From Moritz Walter at hackaday:
Discovered in 1997 by Aaron Spangler and never fixed, the WinNT/Win95 Automatic Authentication Vulnerability (IE Bug #4) is certainly an excellent vintage. In Windows 8 and 10, the same bug has now been found to potentially leak the user’s Microsoft Live account login and (hashed) password information, which is also used to access OneDrive, Outlook, Office, Mobile, Bing, Xbox Live, MSN and Skype (if used with a Microsoft account).
The bug itself seems to be present in all Windows systems since Windows 95 / NT, although only Windows 8 and above are effectively compromised. To see if your machine is affected, you may want to check the public demonstration of the exploit, set up by the guys from [Perfect Privacy] and based on [ValdikSS] original work.
[...]
Even though the original issue exists and is known since more than two decades now, its severity has crept in only lately. Back in 1997, the attacker would have only obtained your local Windows login data, but in Windows 10, the default login method is the user’s Microsoft Live account.

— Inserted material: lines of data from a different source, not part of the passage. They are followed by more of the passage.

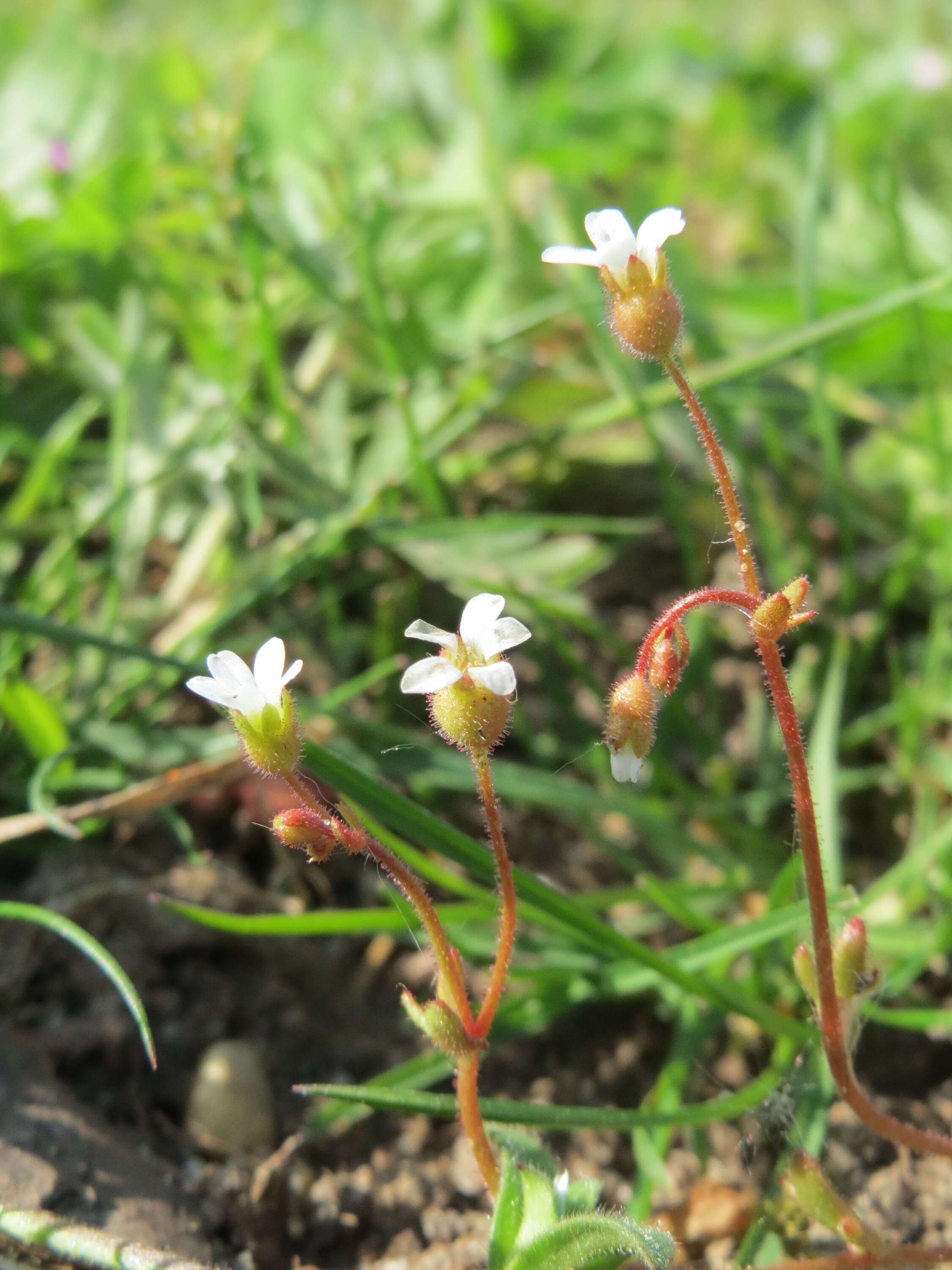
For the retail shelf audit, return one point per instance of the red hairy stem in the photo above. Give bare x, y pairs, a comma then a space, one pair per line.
725, 486
468, 1100
831, 1022
450, 978
507, 889
905, 1255
693, 600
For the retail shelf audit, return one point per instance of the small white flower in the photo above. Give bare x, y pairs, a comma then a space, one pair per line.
234, 686
615, 242
474, 652
625, 764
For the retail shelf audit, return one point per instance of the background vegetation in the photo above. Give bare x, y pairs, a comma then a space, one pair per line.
278, 356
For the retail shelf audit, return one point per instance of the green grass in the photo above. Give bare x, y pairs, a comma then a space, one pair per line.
278, 356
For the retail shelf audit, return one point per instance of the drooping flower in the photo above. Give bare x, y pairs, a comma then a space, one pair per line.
630, 726
474, 652
615, 243
261, 705
644, 312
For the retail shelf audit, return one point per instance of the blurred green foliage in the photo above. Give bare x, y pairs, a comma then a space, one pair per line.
278, 356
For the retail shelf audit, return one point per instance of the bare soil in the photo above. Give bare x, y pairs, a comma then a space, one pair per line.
88, 1132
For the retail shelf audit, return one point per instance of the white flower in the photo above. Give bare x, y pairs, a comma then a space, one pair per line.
245, 691
625, 764
474, 652
615, 242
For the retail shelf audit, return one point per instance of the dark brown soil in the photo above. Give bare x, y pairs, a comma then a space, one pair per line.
91, 1133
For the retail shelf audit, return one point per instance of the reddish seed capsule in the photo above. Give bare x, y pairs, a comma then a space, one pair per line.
664, 667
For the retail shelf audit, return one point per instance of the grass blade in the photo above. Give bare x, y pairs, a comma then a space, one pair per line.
549, 1117
94, 950
428, 831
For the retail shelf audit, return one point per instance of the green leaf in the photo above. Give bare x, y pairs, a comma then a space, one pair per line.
323, 921
94, 950
539, 1208
35, 718
578, 1241
525, 1150
428, 831
507, 1217
546, 1117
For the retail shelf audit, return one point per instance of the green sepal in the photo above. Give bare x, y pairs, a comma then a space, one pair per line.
271, 741
441, 1024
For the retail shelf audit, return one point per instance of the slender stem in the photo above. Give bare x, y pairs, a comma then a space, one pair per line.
507, 888
450, 980
468, 1100
907, 1255
725, 486
693, 600
831, 1022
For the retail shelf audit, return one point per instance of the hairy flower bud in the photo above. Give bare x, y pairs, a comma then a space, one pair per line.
643, 310
645, 315
470, 717
316, 832
781, 613
664, 667
851, 961
271, 741
442, 1025
630, 726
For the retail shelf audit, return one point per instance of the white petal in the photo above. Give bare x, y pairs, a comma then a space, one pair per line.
270, 666
230, 671
292, 672
625, 765
431, 675
655, 230
499, 677
507, 633
479, 614
607, 226
615, 240
250, 701
212, 691
572, 256
433, 635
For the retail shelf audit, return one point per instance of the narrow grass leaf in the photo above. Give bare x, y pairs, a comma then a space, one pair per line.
93, 949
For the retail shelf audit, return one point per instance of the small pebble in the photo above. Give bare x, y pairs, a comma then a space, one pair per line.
230, 1108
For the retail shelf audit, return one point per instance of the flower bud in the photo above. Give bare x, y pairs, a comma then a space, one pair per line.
664, 667
631, 715
644, 315
630, 726
316, 832
805, 971
772, 616
271, 740
470, 717
782, 611
850, 961
796, 592
442, 1025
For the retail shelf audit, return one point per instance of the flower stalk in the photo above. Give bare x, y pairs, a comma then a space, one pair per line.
829, 1005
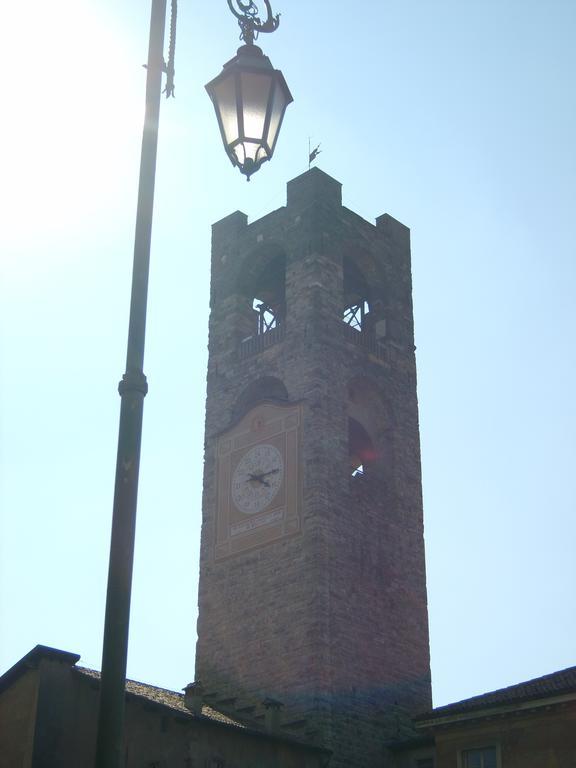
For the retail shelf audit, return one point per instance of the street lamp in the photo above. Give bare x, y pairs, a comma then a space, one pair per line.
250, 96
259, 91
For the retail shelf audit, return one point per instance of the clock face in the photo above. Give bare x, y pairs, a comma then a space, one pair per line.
257, 478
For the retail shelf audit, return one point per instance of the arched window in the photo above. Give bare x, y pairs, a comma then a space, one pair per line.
356, 296
266, 388
360, 448
263, 286
369, 430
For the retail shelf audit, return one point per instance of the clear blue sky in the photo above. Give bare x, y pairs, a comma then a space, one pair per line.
459, 119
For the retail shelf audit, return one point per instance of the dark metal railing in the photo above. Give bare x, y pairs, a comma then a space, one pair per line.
255, 344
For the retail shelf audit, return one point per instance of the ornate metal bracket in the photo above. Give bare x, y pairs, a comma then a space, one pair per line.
248, 21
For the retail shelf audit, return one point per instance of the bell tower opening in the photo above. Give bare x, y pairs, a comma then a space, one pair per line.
262, 287
356, 296
360, 448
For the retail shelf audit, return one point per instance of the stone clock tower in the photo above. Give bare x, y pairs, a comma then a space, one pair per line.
312, 578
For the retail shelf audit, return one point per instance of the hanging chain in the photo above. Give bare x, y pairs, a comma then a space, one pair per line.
169, 67
250, 24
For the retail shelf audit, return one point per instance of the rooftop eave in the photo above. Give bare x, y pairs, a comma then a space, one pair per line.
494, 710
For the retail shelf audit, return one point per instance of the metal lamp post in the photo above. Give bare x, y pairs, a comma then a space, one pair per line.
258, 107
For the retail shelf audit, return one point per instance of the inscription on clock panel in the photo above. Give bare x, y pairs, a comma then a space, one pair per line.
258, 480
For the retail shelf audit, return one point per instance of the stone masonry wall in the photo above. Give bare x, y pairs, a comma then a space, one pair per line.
332, 621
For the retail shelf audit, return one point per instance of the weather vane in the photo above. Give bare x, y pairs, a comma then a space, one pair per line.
249, 22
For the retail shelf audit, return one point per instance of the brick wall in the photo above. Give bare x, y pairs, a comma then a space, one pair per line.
332, 621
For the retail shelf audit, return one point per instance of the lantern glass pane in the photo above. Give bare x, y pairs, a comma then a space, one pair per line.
250, 150
225, 100
279, 103
255, 89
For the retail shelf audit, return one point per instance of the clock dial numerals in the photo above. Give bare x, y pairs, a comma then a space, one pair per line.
257, 478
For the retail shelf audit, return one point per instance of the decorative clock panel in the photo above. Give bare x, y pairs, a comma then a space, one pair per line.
258, 479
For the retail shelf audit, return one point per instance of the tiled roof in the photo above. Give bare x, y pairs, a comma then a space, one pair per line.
167, 698
555, 684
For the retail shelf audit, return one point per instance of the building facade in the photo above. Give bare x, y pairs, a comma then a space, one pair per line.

An attacker may have to resort to GPU-assisted hash-cracking to retrieve the password from the NTLMv2 hash (or even not), but the result can be as thorough as full compromise, including the mentioned Microsoft services and even remote access.
That's right, Windows 10 still includes a bug that's been part of Windows since at least 1997 -- except that with Microsoft pushing customers to use a Microsoft account just to get past the lock screen, it's now actually worse than before.

Of course, this news simply confirms something I'd already suspected, i.e. that Windows 10's perceived improvements in security were due more to people not having had time to find its weaknesses, than they were to any actual improvements in the quality of Microsoft's product. Because Microsoft.

This is why you don't switch to a new Microsoft OS in the first year, people. You have to wait for them to find and fix this kind of crap.